何かしら仕事をしていなければ生活できないわけですが、今では価値観も多様化して、家族との時間を大事にしたいとか、お金はほどほどで良いとか、仕事に対するスタンスも人によりけりな時代になりました。当社は残業はかなり少ない方だと思いますが、それが気に入っている社員も居る一方で、残業したいという人も居て、そのバランスは難しく、企業が全ての従業員の働き方バランスの期待に応えるのは困難だなぁと改めて思うことも多々あります。
他方で仕事をなんでも減らせばいいのかというと、仕事で得られる刺激や様々なチャンス、自己肯定感などは他では得難いのもまた事実です。ですから、ひたすら減らしたいというスタンスがまた正解なのかというとそれも難しい。(仕事がいやでいやで仕方がない人が居ることも承知しています)

結論を先に言ってしまうと、仕事(収入)とプライベートのバランスをどう取るにしても、もうちょっと幅広く調べてもよいのではないか、というのが今回のエントリの趣旨です。

今の立ち位置と行き先

転職理由は人によって様々です。新しいことにチャレンジしたい人もいるでしょうし、結婚や親の近くが良いなど家庭の事情の人もいます。残業が厳しいので身体を壊すなら転職しようという人もあり、収入を増やしたいので転職を志す人もあり、私が見聞きしたケースだけでも実に色々です。

転職斡旋企業でもハローワークでも、門を叩けば、「貴方は何が出来ますか?」「どんな業務を経験しましたか?」ということを聞かれます。それに従って、手持ちの求人情報と突き合わせ、コーディネーターが合いそうなものを勧めるわけです。この時、よいコーディネーターや相談員を引ければいいのですが、そうとは限りませんので、ここではちゃんとアピールすべきなのです。

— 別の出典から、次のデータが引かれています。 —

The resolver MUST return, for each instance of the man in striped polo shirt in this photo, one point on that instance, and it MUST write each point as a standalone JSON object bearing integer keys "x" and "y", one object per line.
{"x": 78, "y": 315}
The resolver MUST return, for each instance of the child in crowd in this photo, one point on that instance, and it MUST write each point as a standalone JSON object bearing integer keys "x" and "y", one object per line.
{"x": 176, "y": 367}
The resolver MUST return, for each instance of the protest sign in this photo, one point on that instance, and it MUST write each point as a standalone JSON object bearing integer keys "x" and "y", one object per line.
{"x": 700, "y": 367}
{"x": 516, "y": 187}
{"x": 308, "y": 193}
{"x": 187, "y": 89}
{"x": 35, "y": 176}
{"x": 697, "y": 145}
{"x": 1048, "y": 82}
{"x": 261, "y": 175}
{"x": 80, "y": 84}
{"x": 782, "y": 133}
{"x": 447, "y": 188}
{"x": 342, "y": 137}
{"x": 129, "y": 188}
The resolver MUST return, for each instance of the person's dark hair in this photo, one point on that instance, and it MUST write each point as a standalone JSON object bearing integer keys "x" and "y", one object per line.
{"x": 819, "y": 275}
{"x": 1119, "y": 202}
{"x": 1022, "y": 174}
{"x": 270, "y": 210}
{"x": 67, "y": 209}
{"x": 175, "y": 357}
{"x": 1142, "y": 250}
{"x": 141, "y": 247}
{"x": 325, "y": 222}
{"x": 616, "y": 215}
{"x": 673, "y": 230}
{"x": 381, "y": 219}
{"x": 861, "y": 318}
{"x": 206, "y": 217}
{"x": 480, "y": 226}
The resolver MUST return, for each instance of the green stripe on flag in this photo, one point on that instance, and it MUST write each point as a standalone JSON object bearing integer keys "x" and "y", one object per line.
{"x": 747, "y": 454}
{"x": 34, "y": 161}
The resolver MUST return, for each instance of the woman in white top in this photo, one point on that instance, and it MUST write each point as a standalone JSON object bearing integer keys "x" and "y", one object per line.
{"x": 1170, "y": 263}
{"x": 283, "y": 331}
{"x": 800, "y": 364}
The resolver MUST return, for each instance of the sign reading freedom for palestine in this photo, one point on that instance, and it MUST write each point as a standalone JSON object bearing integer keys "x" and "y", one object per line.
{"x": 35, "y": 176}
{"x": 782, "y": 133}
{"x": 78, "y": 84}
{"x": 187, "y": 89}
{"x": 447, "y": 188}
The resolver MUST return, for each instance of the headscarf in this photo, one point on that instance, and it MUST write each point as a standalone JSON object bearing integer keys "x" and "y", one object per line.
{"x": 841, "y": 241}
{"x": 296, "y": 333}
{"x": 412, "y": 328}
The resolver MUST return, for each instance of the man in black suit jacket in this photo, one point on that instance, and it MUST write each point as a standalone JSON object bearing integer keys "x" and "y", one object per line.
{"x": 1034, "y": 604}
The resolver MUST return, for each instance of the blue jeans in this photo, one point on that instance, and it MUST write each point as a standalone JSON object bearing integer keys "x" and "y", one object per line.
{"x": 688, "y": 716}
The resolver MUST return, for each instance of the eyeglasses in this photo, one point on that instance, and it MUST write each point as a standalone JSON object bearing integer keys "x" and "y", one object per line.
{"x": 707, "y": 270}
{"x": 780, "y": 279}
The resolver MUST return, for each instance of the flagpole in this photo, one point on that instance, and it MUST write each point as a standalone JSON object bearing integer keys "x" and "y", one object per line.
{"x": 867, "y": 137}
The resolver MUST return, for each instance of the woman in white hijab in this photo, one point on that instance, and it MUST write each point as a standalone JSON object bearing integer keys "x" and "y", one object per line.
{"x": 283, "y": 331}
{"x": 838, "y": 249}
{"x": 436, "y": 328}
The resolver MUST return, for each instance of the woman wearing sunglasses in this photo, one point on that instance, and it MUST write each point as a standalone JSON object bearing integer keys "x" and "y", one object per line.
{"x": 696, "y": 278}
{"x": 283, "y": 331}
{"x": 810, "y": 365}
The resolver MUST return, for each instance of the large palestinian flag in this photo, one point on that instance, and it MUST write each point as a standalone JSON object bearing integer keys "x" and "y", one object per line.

例えば「経理をしていました」ではなく「請求書の会計士訳をして入力整理をして月ごとの支出会計を〆て、税務調査にも対応しました」とか、「新規開拓営業をしていました」ではなく「提案資料をつくって取引先企業のビジネスを拡大する形で取引先の紹介をお願いし、双方から感謝されるような営業活動をしていました」とか、自分の業務をきちんと客観的に理解して、相手に具体的に伝える必要があります。コーディネーターや相談員は、転職者の仕事を経験したことがあるわけではないからです。
そこを努力しないとどうなるかというと、彼らは求人企業に良く見えるように書類を作ったりアドバイスしたりするので「経理実務の一端を任されていました」とか「自発的に新規開拓営業をし、年間~件の実績をお持ちです」みたいなよく見る表現になるのです。(採用担当をやっていたので掃いて捨てる程この書類を見ました)
もっと詳しく書いてあれば「ああ、ちょっと違うけど探してるのはそのすぐあとの業務工程だから理解は早いかもしれないな」といった想像が企業側に容易なのです。きちんとアピールすることは採用されやすさに繋がりますから、大切なのです。「出来るって言ったのに出来ないのかよ」って後から言われるのが怖いかもしれませんが、その細かい部分は面接でキチンと確認すればよいのです。それが出来るだけでも企業側からは好印象です。まずは面接までこぎつけることが最優先です。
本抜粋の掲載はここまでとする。